The government’s press release states that the initiative “is driven by increasing evidence that the current legislation clutters the courts and the prisons with primarily a marginalized segment of our population. The added impact of a permanent criminal record further disadvantages this already marginalized group as it establishes a barrier against meaningful employment (…) This is further supported by international trends toward decriminalization.”
Due to its geographical placement, Belize has become a prime drug trafficking gateway from South America into Mexico and the United States. Last year, the Obama administration added Belize to a blacklist of countries considered major drug production or transit routes. As a result of increased drug trafficking, Belize has seen rising levels of violence and numbers of street gangs. In a country beleaguered by drug-related crime, decriminalizing marijuana users will free up law enforcement and court resources to tackle the gang violence instead of focusing on imprisoning low-level drug offenders.
This is a modest proposal, consistent with decriminalization legislation in many U.S. states, as well as in Latin American and European countries. It is also notable because Belizean law enforcement officials and agencies are the ones pushing it forward. It is good to see a government acknowledging the harms of marijuana criminalization, which most negatively affects society’s marginalized communities.

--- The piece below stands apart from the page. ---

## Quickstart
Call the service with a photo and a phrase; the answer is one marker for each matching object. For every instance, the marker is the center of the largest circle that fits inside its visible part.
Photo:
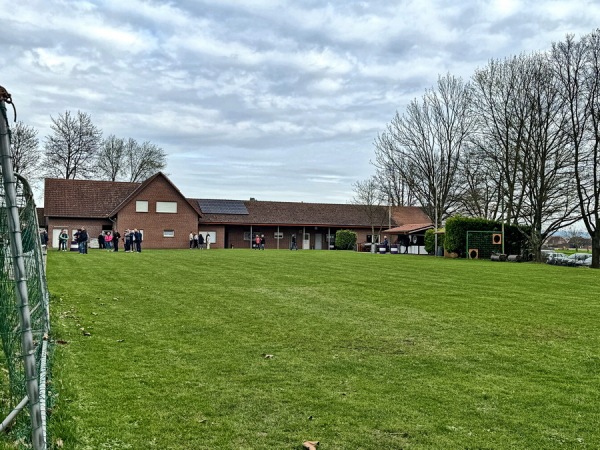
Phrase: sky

Decriminalizing drug possession appears to have little impact on levels of illicit drug use. Its principal impacts are reducing arrests of drug users, especially those who are young and/or members of minority groups; reducing opportunities for low level police corruption; allowing police to focus on more serious crimes; reducing criminal justice system costs; and better enabling individuals, families, communities and local governments to deal with addiction as a health rather than criminal issue.
The United States clearly lags far behind Europe and Latin America in ending the criminalization of drug possession. Momentum for reform is growing with respect to decriminalization of marijuana possession, with Massachusetts reducing penalties in 2008, California in 2010, Connecticut in 2011 and Rhode Island earlier this year. All states, however, treat possession of other illegal drugs as a crime. Thirteen states, the District of Columbia, and the federal government currently treat possession of drugs for personal use as a misdemeanor, with penalties of up to a year in jail. The remaining thirty-seven states treat possession of cocaine, heroin and other drugs as a felony, with penalties than can include many years in prison.
It is encouraging to see Belize’s government join the growing number of countries calling for alternatives to the criminalization of people who use drugs. In the past months, Latin America has been at the forefront of this trend – most recently with Uruguay’s marijuana legalization proposal – and the move by Belize towards marijuana decriminalization represents another significant step forward in this debate. Hopefully, this initiative will mark the beginning of the Belizean government playing a more active role in regional and international discussions on drug policy reform.